The primary feature of the HDF method is the use of convection (a physical process) to remove greater amounts of plasma water from the blood compartment of the haemodialysis patients while at the same time infusing equal volumes of dialysis solution through pre- or post-dilution techniques.
To facilitate this process, a variety of state-of-the-art apparatus allows to replace pre-packaged pockets for the infusion of sterile and apyrogenic liquids with a system that enables the online supply of the required amount of infusion prepared using the dialysis fluid.
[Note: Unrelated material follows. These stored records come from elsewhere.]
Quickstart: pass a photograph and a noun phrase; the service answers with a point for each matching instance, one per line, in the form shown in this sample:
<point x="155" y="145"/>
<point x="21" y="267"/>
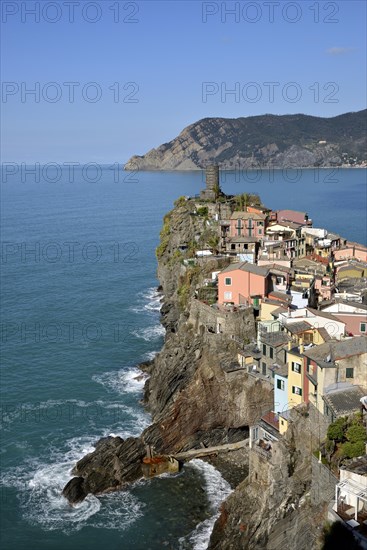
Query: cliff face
<point x="191" y="397"/>
<point x="272" y="508"/>
<point x="262" y="141"/>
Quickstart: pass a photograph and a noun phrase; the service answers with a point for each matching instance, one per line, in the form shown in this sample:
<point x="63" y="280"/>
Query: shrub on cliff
<point x="202" y="211"/>
<point x="336" y="429"/>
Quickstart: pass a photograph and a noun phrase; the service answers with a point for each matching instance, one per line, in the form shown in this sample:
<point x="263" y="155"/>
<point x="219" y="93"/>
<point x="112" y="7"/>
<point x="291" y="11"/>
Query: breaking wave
<point x="217" y="490"/>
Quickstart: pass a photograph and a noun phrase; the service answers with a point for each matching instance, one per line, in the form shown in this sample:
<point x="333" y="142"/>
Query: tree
<point x="336" y="429"/>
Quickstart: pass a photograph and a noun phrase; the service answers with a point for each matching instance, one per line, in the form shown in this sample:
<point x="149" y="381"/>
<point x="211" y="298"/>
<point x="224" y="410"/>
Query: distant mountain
<point x="265" y="141"/>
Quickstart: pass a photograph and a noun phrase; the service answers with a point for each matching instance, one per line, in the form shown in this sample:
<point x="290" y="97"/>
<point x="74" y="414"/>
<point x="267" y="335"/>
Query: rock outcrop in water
<point x="262" y="141"/>
<point x="196" y="400"/>
<point x="192" y="400"/>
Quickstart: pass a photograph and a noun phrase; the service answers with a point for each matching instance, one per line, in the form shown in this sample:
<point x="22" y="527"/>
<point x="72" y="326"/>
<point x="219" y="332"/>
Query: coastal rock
<point x="114" y="463"/>
<point x="74" y="491"/>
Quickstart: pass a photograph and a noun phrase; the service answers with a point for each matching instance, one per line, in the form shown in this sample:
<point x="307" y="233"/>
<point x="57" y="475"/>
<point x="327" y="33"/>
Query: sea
<point x="80" y="311"/>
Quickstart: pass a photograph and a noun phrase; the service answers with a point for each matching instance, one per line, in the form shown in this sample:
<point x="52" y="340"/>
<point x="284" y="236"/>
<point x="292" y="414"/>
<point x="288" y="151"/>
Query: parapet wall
<point x="239" y="325"/>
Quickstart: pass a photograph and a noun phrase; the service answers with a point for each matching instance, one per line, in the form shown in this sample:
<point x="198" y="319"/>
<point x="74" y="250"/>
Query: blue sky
<point x="173" y="63"/>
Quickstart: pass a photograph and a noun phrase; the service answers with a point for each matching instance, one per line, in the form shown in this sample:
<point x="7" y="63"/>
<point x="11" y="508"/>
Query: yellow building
<point x="295" y="375"/>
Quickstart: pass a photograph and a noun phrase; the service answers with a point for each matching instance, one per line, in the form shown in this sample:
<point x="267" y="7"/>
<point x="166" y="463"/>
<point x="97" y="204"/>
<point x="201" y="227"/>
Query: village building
<point x="242" y="284"/>
<point x="332" y="367"/>
<point x="354" y="315"/>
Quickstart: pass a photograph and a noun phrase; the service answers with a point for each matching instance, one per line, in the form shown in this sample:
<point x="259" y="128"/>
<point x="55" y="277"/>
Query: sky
<point x="101" y="81"/>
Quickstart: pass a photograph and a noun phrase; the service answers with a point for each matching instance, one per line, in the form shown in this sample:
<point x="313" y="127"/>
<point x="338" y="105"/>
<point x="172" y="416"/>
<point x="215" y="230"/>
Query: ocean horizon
<point x="80" y="311"/>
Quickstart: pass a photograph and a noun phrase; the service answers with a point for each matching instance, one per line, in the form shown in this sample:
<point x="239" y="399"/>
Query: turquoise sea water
<point x="79" y="311"/>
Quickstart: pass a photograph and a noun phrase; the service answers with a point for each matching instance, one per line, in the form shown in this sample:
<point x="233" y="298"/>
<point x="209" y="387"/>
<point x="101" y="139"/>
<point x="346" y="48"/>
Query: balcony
<point x="263" y="448"/>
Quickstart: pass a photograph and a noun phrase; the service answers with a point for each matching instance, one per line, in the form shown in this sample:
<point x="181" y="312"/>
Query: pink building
<point x="248" y="224"/>
<point x="352" y="250"/>
<point x="242" y="283"/>
<point x="354" y="315"/>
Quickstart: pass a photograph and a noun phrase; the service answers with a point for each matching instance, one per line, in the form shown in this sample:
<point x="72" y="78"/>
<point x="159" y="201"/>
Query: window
<point x="309" y="366"/>
<point x="296" y="367"/>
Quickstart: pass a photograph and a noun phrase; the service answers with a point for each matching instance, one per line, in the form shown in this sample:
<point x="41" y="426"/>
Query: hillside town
<point x="307" y="288"/>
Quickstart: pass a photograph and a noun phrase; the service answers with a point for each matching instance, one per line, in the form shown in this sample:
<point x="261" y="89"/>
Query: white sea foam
<point x="149" y="301"/>
<point x="149" y="356"/>
<point x="217" y="490"/>
<point x="130" y="380"/>
<point x="150" y="333"/>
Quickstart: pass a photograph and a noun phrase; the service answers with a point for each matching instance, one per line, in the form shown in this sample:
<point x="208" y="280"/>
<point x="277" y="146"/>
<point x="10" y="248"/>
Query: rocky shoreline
<point x="196" y="401"/>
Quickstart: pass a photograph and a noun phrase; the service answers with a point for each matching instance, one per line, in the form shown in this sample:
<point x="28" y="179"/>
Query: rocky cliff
<point x="192" y="399"/>
<point x="196" y="398"/>
<point x="262" y="141"/>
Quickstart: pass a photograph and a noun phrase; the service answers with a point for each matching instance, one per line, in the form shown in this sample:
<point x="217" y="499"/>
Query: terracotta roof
<point x="274" y="339"/>
<point x="272" y="419"/>
<point x="357" y="465"/>
<point x="298" y="327"/>
<point x="293" y="215"/>
<point x="337" y="349"/>
<point x="247" y="216"/>
<point x="321" y="313"/>
<point x="343" y="402"/>
<point x="243" y="239"/>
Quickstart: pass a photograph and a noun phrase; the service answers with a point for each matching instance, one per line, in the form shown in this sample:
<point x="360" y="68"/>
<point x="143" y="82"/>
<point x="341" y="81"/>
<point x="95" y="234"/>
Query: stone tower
<point x="212" y="182"/>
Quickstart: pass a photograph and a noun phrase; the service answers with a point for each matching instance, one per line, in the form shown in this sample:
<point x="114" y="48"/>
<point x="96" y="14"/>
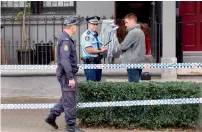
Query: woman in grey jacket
<point x="133" y="47"/>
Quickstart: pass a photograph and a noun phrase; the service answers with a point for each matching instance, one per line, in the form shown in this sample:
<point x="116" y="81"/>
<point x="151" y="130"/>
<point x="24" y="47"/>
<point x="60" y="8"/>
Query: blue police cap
<point x="93" y="20"/>
<point x="70" y="21"/>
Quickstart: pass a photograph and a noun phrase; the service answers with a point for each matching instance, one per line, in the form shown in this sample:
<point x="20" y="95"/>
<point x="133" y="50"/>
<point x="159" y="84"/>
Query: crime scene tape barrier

HDF treatments include all the clinical benefits associated with the biocompatibility characteristics of the membrane typology used, as well as the benefits indicated by numerous clinical studies on treatments that use convection. Such benefits include: greater cardiovascular tolerance, reduced intradialytic complications, a more efficient control of anaemia through a reduction in erythropoietin consumption, fewer problems related to amyloidosis formation, and higher Kt/v (treatment adequacy coefficient) values.